As more extreme weather causes water to become scarcer in regions due to drought, scientists are exploring ways to recycle wastewater for irrigation and other non-potable uses. But before it can be released back into the environment, it must be free of any pathogens.
The Environmental Protection Agency has awarded a $1.24 million grant to Tulane University and a multi-university research team to come up with standards for measuring viruses and other pathogens in treated wastewater for water re-use projects.
Samendra Sherchan, an associate professor in the department of Environmental Health Sciences and director of the Water Quality Lab at Tulane University School of Public Health and Tropical Medicine, is part of the research team led by University of California at Irvine that will identify a suite of viral pathogens and detection methods that may serve as indicators of viral risk in water reuse projects.
There are already hundreds of water reclamation facilities across the Unites States that recycle billions of gallons of water daily. The water collected is used for irrigation, industrial purposes or to replenish groundwater aquifers, but there’s no standard protocol in place to test the water for pathogens and other viruses that could pose public health risks.

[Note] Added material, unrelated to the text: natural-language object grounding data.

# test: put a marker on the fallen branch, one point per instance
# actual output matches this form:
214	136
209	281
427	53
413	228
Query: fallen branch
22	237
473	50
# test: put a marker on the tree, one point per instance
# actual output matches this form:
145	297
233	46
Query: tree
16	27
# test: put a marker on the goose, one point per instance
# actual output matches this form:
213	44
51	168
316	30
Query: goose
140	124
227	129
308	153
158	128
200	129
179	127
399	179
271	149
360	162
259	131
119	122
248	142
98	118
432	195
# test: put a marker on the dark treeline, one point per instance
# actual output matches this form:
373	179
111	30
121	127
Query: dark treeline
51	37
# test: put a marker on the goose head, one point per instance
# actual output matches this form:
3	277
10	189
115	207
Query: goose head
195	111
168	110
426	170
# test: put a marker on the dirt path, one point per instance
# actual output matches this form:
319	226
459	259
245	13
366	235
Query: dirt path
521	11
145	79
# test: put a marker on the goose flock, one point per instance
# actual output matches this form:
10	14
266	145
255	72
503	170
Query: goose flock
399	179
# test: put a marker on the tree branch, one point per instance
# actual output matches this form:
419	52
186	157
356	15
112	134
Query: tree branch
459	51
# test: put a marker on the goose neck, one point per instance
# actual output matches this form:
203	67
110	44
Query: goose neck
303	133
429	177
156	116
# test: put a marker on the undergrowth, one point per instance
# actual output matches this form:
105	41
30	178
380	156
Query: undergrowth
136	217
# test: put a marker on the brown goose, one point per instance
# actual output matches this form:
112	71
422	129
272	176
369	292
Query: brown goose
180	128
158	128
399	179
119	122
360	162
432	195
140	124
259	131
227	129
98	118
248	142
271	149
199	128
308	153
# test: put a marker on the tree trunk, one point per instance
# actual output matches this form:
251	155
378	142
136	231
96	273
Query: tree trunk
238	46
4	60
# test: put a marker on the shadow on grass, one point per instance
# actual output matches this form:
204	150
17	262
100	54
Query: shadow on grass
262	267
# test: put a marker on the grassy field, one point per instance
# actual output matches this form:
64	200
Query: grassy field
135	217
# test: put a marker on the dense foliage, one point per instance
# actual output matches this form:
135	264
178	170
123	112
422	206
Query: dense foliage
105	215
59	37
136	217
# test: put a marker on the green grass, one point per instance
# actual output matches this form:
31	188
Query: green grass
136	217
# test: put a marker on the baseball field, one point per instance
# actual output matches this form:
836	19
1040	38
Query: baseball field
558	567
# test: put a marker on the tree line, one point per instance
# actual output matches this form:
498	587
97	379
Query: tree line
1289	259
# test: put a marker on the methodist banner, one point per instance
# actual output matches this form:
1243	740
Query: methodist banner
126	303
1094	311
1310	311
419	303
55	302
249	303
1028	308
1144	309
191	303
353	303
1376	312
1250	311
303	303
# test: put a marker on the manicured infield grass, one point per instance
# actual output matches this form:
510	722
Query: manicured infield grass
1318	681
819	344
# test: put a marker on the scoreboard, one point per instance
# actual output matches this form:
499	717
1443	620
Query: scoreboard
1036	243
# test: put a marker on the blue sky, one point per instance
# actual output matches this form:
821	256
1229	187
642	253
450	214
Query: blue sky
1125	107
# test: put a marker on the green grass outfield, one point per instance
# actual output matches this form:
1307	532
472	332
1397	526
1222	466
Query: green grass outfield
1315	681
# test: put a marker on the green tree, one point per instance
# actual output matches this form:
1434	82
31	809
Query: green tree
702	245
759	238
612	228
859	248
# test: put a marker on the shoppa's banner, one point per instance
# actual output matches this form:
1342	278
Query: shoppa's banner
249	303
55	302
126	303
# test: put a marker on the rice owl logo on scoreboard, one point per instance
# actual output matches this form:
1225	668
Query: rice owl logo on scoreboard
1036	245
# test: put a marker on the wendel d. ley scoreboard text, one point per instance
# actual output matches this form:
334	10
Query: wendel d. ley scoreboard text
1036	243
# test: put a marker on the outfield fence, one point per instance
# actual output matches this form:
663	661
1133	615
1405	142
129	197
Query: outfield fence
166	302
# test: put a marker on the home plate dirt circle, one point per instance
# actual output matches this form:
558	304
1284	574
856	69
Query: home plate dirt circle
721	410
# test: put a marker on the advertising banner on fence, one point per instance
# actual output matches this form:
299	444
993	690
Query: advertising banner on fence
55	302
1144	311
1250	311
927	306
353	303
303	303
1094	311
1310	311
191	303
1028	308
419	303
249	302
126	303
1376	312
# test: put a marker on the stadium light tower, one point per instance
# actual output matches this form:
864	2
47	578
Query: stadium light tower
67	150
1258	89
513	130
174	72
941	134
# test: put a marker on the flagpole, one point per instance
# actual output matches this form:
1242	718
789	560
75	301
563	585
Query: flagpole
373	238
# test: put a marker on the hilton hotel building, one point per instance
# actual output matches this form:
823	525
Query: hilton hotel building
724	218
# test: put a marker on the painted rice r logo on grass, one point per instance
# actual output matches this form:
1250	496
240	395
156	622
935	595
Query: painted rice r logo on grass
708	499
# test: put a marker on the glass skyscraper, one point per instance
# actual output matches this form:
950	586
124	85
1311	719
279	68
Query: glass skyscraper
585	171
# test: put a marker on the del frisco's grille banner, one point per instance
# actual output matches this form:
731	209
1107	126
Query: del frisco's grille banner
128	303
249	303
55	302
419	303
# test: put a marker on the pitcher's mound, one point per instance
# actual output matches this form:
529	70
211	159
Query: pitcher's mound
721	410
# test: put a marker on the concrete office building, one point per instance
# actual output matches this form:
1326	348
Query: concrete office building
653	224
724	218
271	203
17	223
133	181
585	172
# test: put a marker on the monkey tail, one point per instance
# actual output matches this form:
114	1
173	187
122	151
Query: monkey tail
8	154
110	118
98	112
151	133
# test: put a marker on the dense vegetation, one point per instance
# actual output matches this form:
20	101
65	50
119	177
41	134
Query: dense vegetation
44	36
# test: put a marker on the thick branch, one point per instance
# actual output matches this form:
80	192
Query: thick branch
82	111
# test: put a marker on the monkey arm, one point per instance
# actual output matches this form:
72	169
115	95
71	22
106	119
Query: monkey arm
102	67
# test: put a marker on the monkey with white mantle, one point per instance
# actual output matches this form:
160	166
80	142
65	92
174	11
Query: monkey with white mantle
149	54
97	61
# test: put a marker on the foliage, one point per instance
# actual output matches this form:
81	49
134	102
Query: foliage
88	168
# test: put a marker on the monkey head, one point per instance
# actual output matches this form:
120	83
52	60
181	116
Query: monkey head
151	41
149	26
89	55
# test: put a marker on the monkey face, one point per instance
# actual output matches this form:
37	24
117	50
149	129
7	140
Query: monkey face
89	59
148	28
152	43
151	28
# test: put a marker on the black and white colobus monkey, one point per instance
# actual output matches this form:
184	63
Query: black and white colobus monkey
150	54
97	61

Sherchan, an expert in environmental virology, will provide expertise in comparing viral pathogen and surrogate detection methods in wastewater by different labs to develop a set of testing standards that can be adopted by water utilities.
“We will apply these standard operating protocols to wastewater samples collected from wastewater reclamation plants across the U.S., at different seasons and treatment processes to identify the best markers for viral pathogens in wastewater," Sherchan said. “This project is an important opportunity that will help to meet the ever-increasing demand for usable water on earth under changing climate.”
The study team will partner with water utilities in Florida, California, Louisiana, Hawaii, Utah and several other states to conduct the project. They will also create models to predict human viral pathogens in water discharges based on surrogates, indicators, and treatment conditions. Additionally, they will also create models to estimate any health risks from exposure to the recycled water.
“We will also integrate the outcomes from the cross-regional and cross-laboratory study into quantitative microbial risk assessment models,” Sherchan said. "This project will play a vital role in addressing public health concerns related to human viral pathogens in wastewater for non-potable reuse."